Lee David Salon celebrates growth in West Huntington.
By Michelle Goodman
HQ 105 | SPRING 2019

Trends come and go, but if you ask the owners of Lee David Salon, good customer service and a friendly attitude never go out of style.

It’s that positivity, along with decades of experience, professionalism and continuing education, that has kept clients faithful to Mick Lee Nichols and Paul David Clevenger for so many years.

Clevenger graduated from the Ashland School of Beauty Culture in 1987, and Nichols graduated from the Huntington School of Beauty Culture in 1990. While they worked at separate salons, the two traveled to a hair show in Nashville together, and they said that pretty much cemented their plans to open their own salon.

“We saw this gentleman who works for Paul Mitchell — his name is Robert Cremeans — and he was the head artistic designer,” Nichols said. “He was doing some demos and talking. We were so inspired by him, and what he had to say about customer service and building your business, that we bought this set of CDs and listened to them all the way home.

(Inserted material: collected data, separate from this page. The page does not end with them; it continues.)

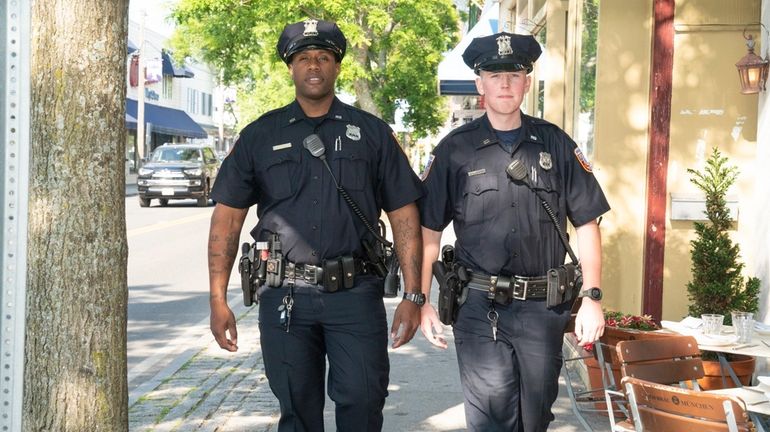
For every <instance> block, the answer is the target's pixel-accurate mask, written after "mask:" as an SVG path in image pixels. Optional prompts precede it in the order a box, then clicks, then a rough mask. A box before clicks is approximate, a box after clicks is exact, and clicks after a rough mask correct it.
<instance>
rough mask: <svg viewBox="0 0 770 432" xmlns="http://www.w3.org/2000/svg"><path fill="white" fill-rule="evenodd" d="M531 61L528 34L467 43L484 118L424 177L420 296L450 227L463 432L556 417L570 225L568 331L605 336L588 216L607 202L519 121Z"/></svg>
mask: <svg viewBox="0 0 770 432" xmlns="http://www.w3.org/2000/svg"><path fill="white" fill-rule="evenodd" d="M540 53H541V48H540V46H539V44H538V43H537V41H536V40H535V39H534V38H533V37H532V36H522V35H515V34H510V33H498V34H495V35H492V36H487V37H481V38H476V39H474V40H473V41H472V42H471V44H470V45H469V46H468V48H467V49H466V50H465V52H464V54H463V59H464V61H465V63H466V64H467V65H468V66H469V67H471V68H472V69H473V70H474V71H475V72H476V73H477V74H478V77H477V78H476V88H477V89H478V92H479V94H480V95H481V96H482V97H483V98H484V108H485V111H486V112H485V115H483V116H482V117H480V118H479V119H476V120H475V121H473V122H471V123H469V124H466V125H463V126H461V127H459V128H457V129H455V130H454V131H452V132H450V133H449V134H448V135H447V136H446V137H445V138H444V139H443V140H442V141H441V142H440V143H439V144H438V146H437V147H436V148H435V149H434V151H433V153H432V155H431V159H430V162H429V163H428V166H427V168H426V170H425V172H424V173H423V183H424V184H425V186H426V189H427V191H426V196H425V197H423V199H422V200H421V202H420V216H421V223H422V232H423V245H424V252H423V270H422V290H423V293H424V294H426V295H430V289H431V279H432V274H431V267H432V265H433V264H434V262H435V261H436V259H437V257H438V255H439V245H440V240H441V232H442V231H443V229H444V228H445V227H446V226H447V225H448V224H449V223H450V222H453V223H454V231H455V233H456V235H457V241H456V243H455V244H454V250H453V252H452V253H450V254H448V256H449V257H450V258H451V259H453V262H454V263H455V266H454V267H453V270H451V271H452V272H454V273H452V274H453V275H454V277H455V280H457V279H458V278H459V280H461V281H462V282H463V284H462V285H461V286H462V287H463V295H462V296H460V299H458V302H460V301H462V302H463V303H462V305H460V304H456V305H455V306H454V307H457V306H459V310H457V311H456V315H455V316H453V317H452V319H453V321H454V322H453V330H454V338H455V346H456V349H457V357H458V363H459V367H460V376H461V383H462V387H463V394H464V397H465V414H466V422H467V425H468V428H469V429H470V430H472V431H479V432H490V431H506V432H508V431H526V432H535V431H545V430H546V429H547V428H548V424H549V423H550V422H551V421H552V420H553V418H554V417H553V414H552V413H551V405H552V404H553V402H554V401H555V399H556V397H557V394H558V377H559V371H560V369H561V365H562V356H561V347H562V337H563V332H564V330H565V327H566V326H567V324H568V321H569V319H570V309H571V307H572V304H573V302H572V301H571V298H570V295H567V294H569V291H564V292H559V291H557V290H556V289H555V288H554V285H553V284H549V282H548V281H549V279H548V277H547V275H550V274H552V273H551V271H552V270H553V271H554V272H555V273H553V274H557V275H560V274H563V275H564V276H563V279H564V280H563V281H562V282H564V281H566V282H565V283H566V284H572V285H573V286H575V287H576V286H578V282H577V274H578V273H576V272H575V269H576V268H578V267H577V266H576V265H571V266H570V265H565V256H566V255H567V252H568V249H567V247H566V246H567V245H568V243H567V242H566V235H563V236H562V235H560V229H561V230H562V233H563V229H564V227H565V223H566V221H567V219H569V221H570V222H571V223H572V225H573V226H574V227H576V232H577V238H578V239H577V244H578V247H579V256H580V264H581V266H582V278H583V287H584V288H583V290H582V291H580V293H579V294H578V292H577V291H575V292H574V294H572V296H574V297H577V296H578V295H579V296H581V297H583V299H582V305H581V306H580V309H579V311H578V314H577V318H576V323H575V325H576V328H575V333H576V335H577V338H578V339H579V343H580V345H585V344H586V343H590V342H594V341H595V340H596V339H597V338H598V337H599V336H600V335H601V334H602V332H603V329H604V318H603V314H602V308H601V304H600V300H601V289H600V284H601V240H600V234H599V227H598V224H597V218H599V216H600V215H602V214H603V213H605V212H607V211H608V210H609V205H608V203H607V201H606V199H605V197H604V194H603V193H602V190H601V188H600V187H599V184H598V182H597V181H596V179H595V178H594V175H593V173H592V171H591V165H590V163H589V162H588V160H587V159H586V157H585V156H584V155H583V153H582V152H581V151H580V149H579V148H578V147H577V145H576V144H575V143H574V142H573V141H572V140H571V139H570V138H569V136H567V135H566V134H565V133H564V132H563V131H562V130H560V129H559V128H558V127H556V126H554V125H553V124H551V123H548V122H547V121H545V120H542V119H539V118H534V117H530V116H528V115H525V114H523V113H522V112H521V104H522V101H523V100H524V96H525V95H526V93H527V92H528V91H529V88H530V83H531V82H530V77H529V76H528V74H529V73H530V72H531V71H532V68H533V63H534V62H535V60H537V58H538V57H539V56H540ZM550 215H553V217H551V216H550ZM448 250H451V249H448ZM569 250H570V251H571V249H569ZM442 255H447V254H446V253H443V254H442ZM443 258H444V261H446V260H447V256H444V257H443ZM444 264H447V263H442V265H444ZM441 268H446V267H441ZM559 277H562V276H559ZM439 282H440V283H442V281H439ZM442 289H443V288H442ZM565 293H566V294H565ZM442 297H443V294H442ZM421 310H422V323H421V329H422V332H423V334H424V335H425V337H426V338H427V339H428V340H429V341H430V342H432V343H433V344H435V345H437V346H440V347H444V348H445V347H446V341H445V339H444V338H443V336H442V328H443V327H442V322H440V321H439V315H438V314H437V312H436V309H434V307H433V306H431V305H430V303H426V304H425V305H424V306H423V307H422V309H421ZM439 312H441V313H442V314H443V311H439ZM442 319H443V318H442Z"/></svg>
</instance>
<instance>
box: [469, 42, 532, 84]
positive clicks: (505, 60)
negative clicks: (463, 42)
mask: <svg viewBox="0 0 770 432" xmlns="http://www.w3.org/2000/svg"><path fill="white" fill-rule="evenodd" d="M542 52H543V51H542V49H541V48H540V44H539V43H537V41H536V40H535V38H534V37H532V36H531V35H526V36H525V35H518V34H512V33H507V32H502V33H497V34H493V35H491V36H484V37H478V38H474V39H473V40H472V41H471V43H470V45H468V48H466V49H465V52H464V53H463V60H464V61H465V64H467V65H468V67H470V68H471V69H473V71H474V72H476V73H477V74H478V73H479V71H480V70H485V71H520V70H526V71H527V73H530V72H532V64H533V63H534V62H535V60H537V58H538V57H540V54H541V53H542Z"/></svg>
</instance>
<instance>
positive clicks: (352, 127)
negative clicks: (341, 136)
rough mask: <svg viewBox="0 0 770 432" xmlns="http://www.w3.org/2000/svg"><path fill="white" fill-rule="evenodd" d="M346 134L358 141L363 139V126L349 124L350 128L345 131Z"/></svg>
mask: <svg viewBox="0 0 770 432" xmlns="http://www.w3.org/2000/svg"><path fill="white" fill-rule="evenodd" d="M345 136H346V137H348V138H350V139H352V140H353V141H358V140H360V139H361V128H360V127H358V126H353V125H348V129H347V130H346V131H345Z"/></svg>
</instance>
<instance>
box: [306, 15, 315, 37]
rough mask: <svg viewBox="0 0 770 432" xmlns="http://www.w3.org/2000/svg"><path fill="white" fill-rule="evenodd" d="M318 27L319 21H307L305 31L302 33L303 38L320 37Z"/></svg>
mask: <svg viewBox="0 0 770 432" xmlns="http://www.w3.org/2000/svg"><path fill="white" fill-rule="evenodd" d="M316 26H318V20H313V19H308V20H305V31H304V32H303V33H302V36H305V37H309V36H318V29H317V28H316Z"/></svg>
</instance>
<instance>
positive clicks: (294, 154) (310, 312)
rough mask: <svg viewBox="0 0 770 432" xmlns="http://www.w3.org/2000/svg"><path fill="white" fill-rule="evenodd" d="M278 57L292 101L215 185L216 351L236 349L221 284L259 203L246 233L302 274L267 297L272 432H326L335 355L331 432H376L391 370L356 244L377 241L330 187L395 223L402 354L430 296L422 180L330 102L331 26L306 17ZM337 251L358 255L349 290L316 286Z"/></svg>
mask: <svg viewBox="0 0 770 432" xmlns="http://www.w3.org/2000/svg"><path fill="white" fill-rule="evenodd" d="M277 49H278V54H279V56H280V57H281V59H282V60H283V61H284V62H285V63H286V64H287V66H288V71H289V73H290V75H291V78H292V80H293V81H294V86H295V97H296V98H295V100H294V101H293V102H292V103H291V104H289V105H287V106H285V107H283V108H280V109H277V110H274V111H272V112H269V113H267V114H265V115H263V116H262V117H260V118H259V119H258V120H256V121H255V122H253V123H251V124H249V125H248V126H246V128H244V129H243V131H242V132H241V134H240V138H239V139H238V141H237V143H236V145H235V146H234V148H233V150H232V153H231V154H230V155H229V156H228V157H227V158H226V159H225V161H224V163H223V164H222V169H221V170H220V172H219V175H218V177H217V183H216V185H215V186H214V189H213V191H212V198H213V199H214V201H215V202H216V207H215V209H214V213H213V215H212V219H211V228H210V234H209V245H208V256H209V274H210V276H209V278H210V292H211V300H210V306H211V331H212V333H213V334H214V337H215V338H216V340H217V342H218V343H219V346H220V347H222V348H223V349H225V350H228V351H236V350H237V348H238V346H237V330H236V323H235V318H234V316H233V313H232V311H231V310H230V308H229V307H228V305H227V297H226V289H227V283H228V280H229V278H230V272H231V269H232V266H233V262H234V260H235V258H236V255H237V251H238V239H239V235H240V232H241V227H242V226H243V222H244V219H245V218H246V214H247V211H248V209H249V207H251V206H252V205H255V204H256V205H257V216H258V218H259V222H258V223H257V225H256V227H254V229H253V230H252V231H251V235H252V237H253V238H254V239H255V240H257V241H264V240H268V239H269V238H270V236H272V235H274V234H277V235H278V238H279V240H280V242H281V248H282V253H283V258H284V260H285V264H286V266H287V267H289V266H291V267H292V268H294V269H295V270H296V274H291V275H289V274H288V272H286V275H285V276H284V279H283V284H282V285H280V286H278V287H268V286H263V287H262V288H261V289H260V292H261V298H260V304H259V330H260V334H261V346H262V354H263V357H264V362H265V370H266V374H267V377H268V380H269V382H270V388H271V389H272V391H273V393H274V394H275V395H276V397H277V398H278V399H279V401H280V406H281V419H280V422H279V426H278V430H279V431H322V430H323V424H324V421H323V406H324V400H325V396H324V378H325V377H324V375H325V373H326V370H325V369H326V360H327V359H328V363H329V373H328V393H329V396H330V397H331V399H332V400H333V401H334V402H335V406H336V421H337V429H338V430H340V431H351V432H353V431H355V432H360V431H379V430H381V428H382V423H383V416H382V408H383V406H384V403H385V397H386V396H387V386H388V372H389V367H390V365H389V362H388V354H387V344H388V328H387V321H386V313H385V308H384V304H383V300H382V296H383V281H382V279H381V278H379V277H377V276H375V275H373V274H372V272H371V267H369V264H368V263H367V262H366V254H365V251H364V250H363V249H362V239H364V240H371V239H372V237H373V234H371V233H370V231H369V230H368V229H367V228H366V227H365V225H364V223H363V222H362V221H361V219H360V218H359V217H357V216H356V215H355V214H354V212H353V210H352V209H351V208H350V206H349V204H348V203H346V201H345V200H344V199H343V198H342V196H340V193H339V192H338V190H337V187H336V182H338V183H339V185H340V186H341V187H342V188H344V189H345V190H346V191H347V193H348V194H349V195H350V197H351V199H352V201H354V202H355V204H356V205H357V206H358V208H359V209H360V212H361V213H362V214H363V216H365V217H366V218H367V219H368V221H369V222H370V223H372V222H373V224H374V225H376V223H377V219H378V217H379V215H380V211H381V210H384V211H385V212H386V213H387V216H388V219H389V221H390V225H391V227H392V231H393V238H394V244H395V248H396V252H397V254H398V257H399V260H400V262H401V268H402V272H403V278H404V291H405V294H404V297H405V298H404V300H403V301H402V302H401V303H400V304H399V306H398V308H397V309H396V312H395V317H394V322H393V325H392V327H391V337H392V338H393V345H392V346H393V347H394V348H396V347H399V346H401V345H403V344H405V343H407V342H409V340H410V339H411V338H412V336H413V335H414V333H415V331H416V330H417V327H418V326H419V323H420V309H419V307H420V306H421V302H422V301H424V297H423V296H422V294H421V293H420V286H419V284H420V281H419V280H420V265H421V262H422V243H421V237H420V226H419V219H418V210H417V205H416V201H417V200H418V199H419V198H420V197H421V196H422V194H423V186H422V183H421V182H420V179H419V178H418V177H417V176H416V175H415V174H414V173H413V171H412V170H411V168H410V165H409V163H408V160H407V158H406V156H405V155H404V153H403V151H402V150H401V148H400V146H399V145H398V142H397V141H396V139H395V136H394V135H393V131H392V130H391V129H390V128H389V127H388V126H387V124H386V123H384V122H383V121H381V120H380V119H378V118H376V117H375V116H373V115H371V114H368V113H366V112H364V111H361V110H359V109H356V108H354V107H352V106H350V105H346V104H344V103H342V102H341V101H340V100H339V99H337V98H336V97H335V95H334V85H335V80H336V79H337V76H338V75H339V73H340V62H341V61H342V58H343V56H344V55H345V49H346V40H345V37H344V35H343V34H342V32H341V31H340V29H339V28H338V27H337V25H336V24H334V23H332V22H327V21H320V20H313V19H308V20H306V21H304V22H298V23H295V24H291V25H288V26H286V27H285V29H284V31H283V33H282V34H281V36H280V38H279V41H278V45H277ZM312 134H317V136H318V137H320V139H321V141H322V143H323V145H324V149H325V155H324V156H325V161H326V163H328V166H329V168H328V170H327V167H326V166H325V165H324V161H323V160H321V159H320V158H319V157H315V156H313V155H312V154H311V153H310V152H309V151H308V150H307V149H305V148H304V147H303V142H304V140H305V139H306V138H307V137H308V136H310V135H312ZM330 172H331V173H333V177H332V174H330ZM338 257H348V258H349V257H352V258H354V260H355V263H356V265H355V275H353V272H352V271H351V272H350V274H349V275H348V276H351V277H353V276H354V283H353V286H352V288H348V289H346V288H344V287H343V286H342V284H340V286H339V289H336V288H335V291H334V292H330V289H328V288H327V286H326V285H325V283H326V282H321V281H317V280H315V278H316V276H317V274H316V269H317V268H322V269H325V271H328V270H329V266H328V263H329V262H337V263H339V261H335V260H336V259H337V258H338ZM308 268H312V269H314V271H313V272H312V274H308V273H307V269H308ZM299 269H304V270H303V271H300V270H299ZM268 270H269V269H268ZM289 305H291V309H290V310H287V306H289ZM287 311H288V312H290V315H289V316H288V319H287V314H286V312H287Z"/></svg>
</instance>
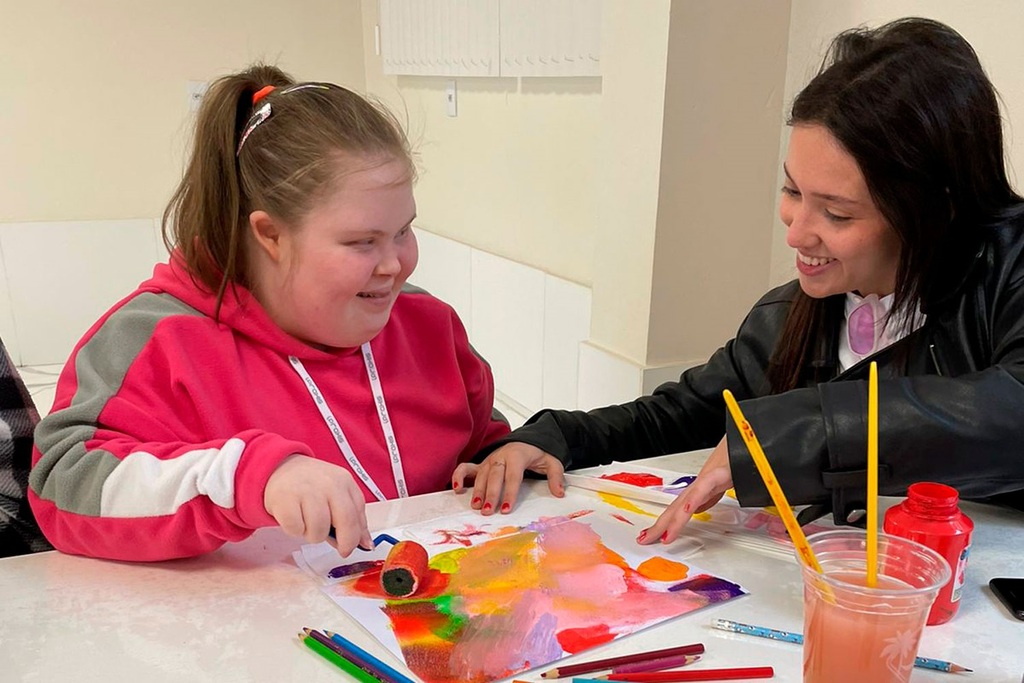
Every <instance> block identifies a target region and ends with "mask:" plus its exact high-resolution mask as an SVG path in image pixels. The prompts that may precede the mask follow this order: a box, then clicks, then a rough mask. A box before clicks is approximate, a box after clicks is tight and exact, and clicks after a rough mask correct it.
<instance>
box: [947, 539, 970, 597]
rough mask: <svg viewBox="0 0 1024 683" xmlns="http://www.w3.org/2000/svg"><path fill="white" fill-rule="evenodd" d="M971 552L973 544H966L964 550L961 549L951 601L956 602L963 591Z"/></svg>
mask: <svg viewBox="0 0 1024 683" xmlns="http://www.w3.org/2000/svg"><path fill="white" fill-rule="evenodd" d="M970 554H971V544H970V543H968V545H966V546H964V550H962V551H961V556H959V559H958V560H957V561H956V571H955V573H954V574H953V590H952V593H950V595H949V601H950V602H956V601H957V600H959V596H961V593H962V592H963V590H964V578H965V577H964V574H965V573H966V572H967V558H968V556H969V555H970Z"/></svg>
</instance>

By the time we got home, we had a business plan.”

Their names have been on the door of Lee David Salon since they first opened on 10th Street in downtown Huntington 17 years ago, and later on their Eighth Avenue West location, where they have been for the past 10 years. The two moved their business when the opportunity came to either stay small or expand. They chose to expand, and they renovated a former dentist’s office into the chic Paul Mitchell Focus Salon that has become a mainstay in Huntington. They have five other employees as well.

“We started looking around and found this building,” Nichols said. “We thought it was the right time.”

Wood floors replaced old carpet. Walls were knocked out to make the rooms larger. A reception and waiting area invite clients to browse products or enjoy a cup of coffee while they wait on their stylist. Clients are then brought to one of the six double-sided styling stations. If they receive a shampoo, they are taken back to the shampoo room, or Lather Lounge, as it’s known. If clients want color, they are taken to the color bar, an addition Nichols said has become very popular.


“If you’re sitting out there and you don’t get color, you want to know what’s going on back here,” he said. “It gives you a little incentive to come back and look.”

In the rear of the salon, there are spaces for training and a backdrop and ring light for before-and-after photos, as well as a manicure and pedicure room.

While Lee David Salon offers the traditional services you’d expect for women, men and children — like cuts, colors, conditioning treatments, facial waxing and the like — Nichols and Clevenger said it’s their customer service that sets the salon apart from the rest.

“We want you to leave feeling greater than when you came in,” Clevenger said. “We like to say we are day makers. We like to make people’s day. People put a lot of trust in us, and we do take it very seriously.

“I have grandmothers, mothers and daughters, three generations who come in,” he continued. “To think people have committed to me for a long period of time and still come to see me, it makes me feel pretty great about what I offer.”

As they have watched their clients grow and start families, Nichols said it has also been amazing to watch the salon grow.

“The business is like a baby,” he said. “You watch it grow from something small, to bigger, to bigger, to this.”